Fique atento aos sinais. Se você está tendo dificuldade para entender o que as pessoas dizem ou anda com a sensação de plenitude auricular (ouvido tapado), você pode ser uma vítima do ruído.
Considerado um sério problema de saúde pública mundial, o ruído é listado como um dos principais agentes causadores de estresse, insônia e depressão, além de outros sintomas que levam a mudanças físicas e psicológicas.
''O ruído é qualquer barulho ou som que passa a incomodar uma pessoa. E, ao contrário do que muitos pensam, não é só pernicioso para quem trabalha exposto a ele, como por exemplo um trabalhador da indústria, mas para qualquer pessoa'', explica a fonoaudióloga e professora da Unopar, Luciana Marchiori.
Para conscientizar a população sobre este mal, há 15 anos é comemorado em 25 de abril o Dia Internacional de Conscientização sobre o Ruído (Inad). Para marcar a data, são realizadas atividades em todo o mundo com o objetivo de orientar a população para o controle do ruído e realizar testes de audição.
''É importante que o indíviduo saiba desses riscos e tenha consciência que são prejudiciais, pois o ruído a gente não consegue enxergar, mas está em todo o lugar como no trânsito, no trabalho e inclusive dentro de casa'', ressalta Luciana.
E os primeiros sinais de que a audição não está funcionando perfeitamente são notados pelas pessoas mais próximas. Segundo a fonoaudióloga, os familiares percebem que o volume da televisão está muito alto e que a pessoa está com dificuldade para entender o que dizem. ''O próprio indíviduo só começa a perceber quando, em ambiente muito ruidoso, passa a ficar muito irritado ou então começa a sentir o zumbido e a sensação de plenitude auricular'', diz.
A especialista também explica que as pessoas não tomam consciência da gravidade porque os efeitos são lentamente progressivos e dependem da labilidade auditiva de cada um. ''Existem pessoas que têm uma suscetibilidade para uma perda auditiva, mas a recomendação é para que todos tomem cuidado, pois o ruído não afeta só a audição. Ele também está relacionado a casos de insônia, estress, alterações metabólicas, hormonais e até hipertensão arterial'', salienta Luciana, ao ressaltar que a perda auditiva induzida por ruído é irreversível.
Fones de ouvido
O grupo mais vulnerável aos efeitos do ruído, segundo a fonoaudióloga Luciana, são os jovens e adolescentes. ''Hoje em dia, é comum vê-los o tempo todo em frente à televisão, ao telefone celular e principalmente, com fones de ouvido'', observa.

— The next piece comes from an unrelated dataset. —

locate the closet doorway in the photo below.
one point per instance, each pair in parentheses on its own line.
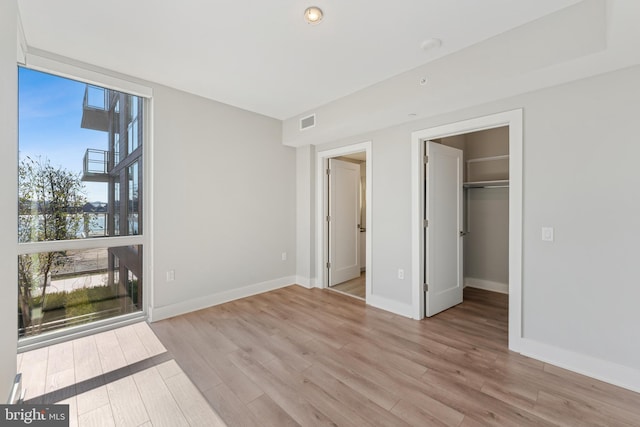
(342,175)
(489,231)
(480,196)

De acordo com a especialista, entre os modelos no mercado, os fones retroauriculares são mais recomendados que os de inserção, ''pois quanto mais inserido no conduto, mais proximidade terá com o ouvido'', justifica.
Luciana também ressalta que os pais devem monitorar o uso dos acessórios. ''É uma questão de educar os filhos sobre o assunto. É importante habituá-los a escutar o som mais baixo e priorizar intervalos de silêncio'', diz.
Para saber se o volume dos fones de ouvido está alto, a boa dica é perguntar se pessoa ao lado também consegue escutar, pois esse é um indicativo que o som está realmente alto.
Em relação aos grupos de risco ocupacionais, a especialista observa que muitas empregadores já se preocupam em orientar os funcionários, oferecer protetores auriculares e realizar audiometrias periódicas. Porém, indica para aqueles que não usam protetores, como por exemplo os motoristas, evitar escutar música enquanto dirige e, se possível, fechar a janela ao passar por locais muito movimentados e barulhentos.
''O indivíduo que já trabalha em ambiente ruidoso deve evitar ao fim do dia ter outra atividade ruidosa. Procure manter a casa em silêncio e ao perceber qualquer sintoma, busque orientação de um otorrinolaringologista ou fonoaudiólogo'', indica a profissional.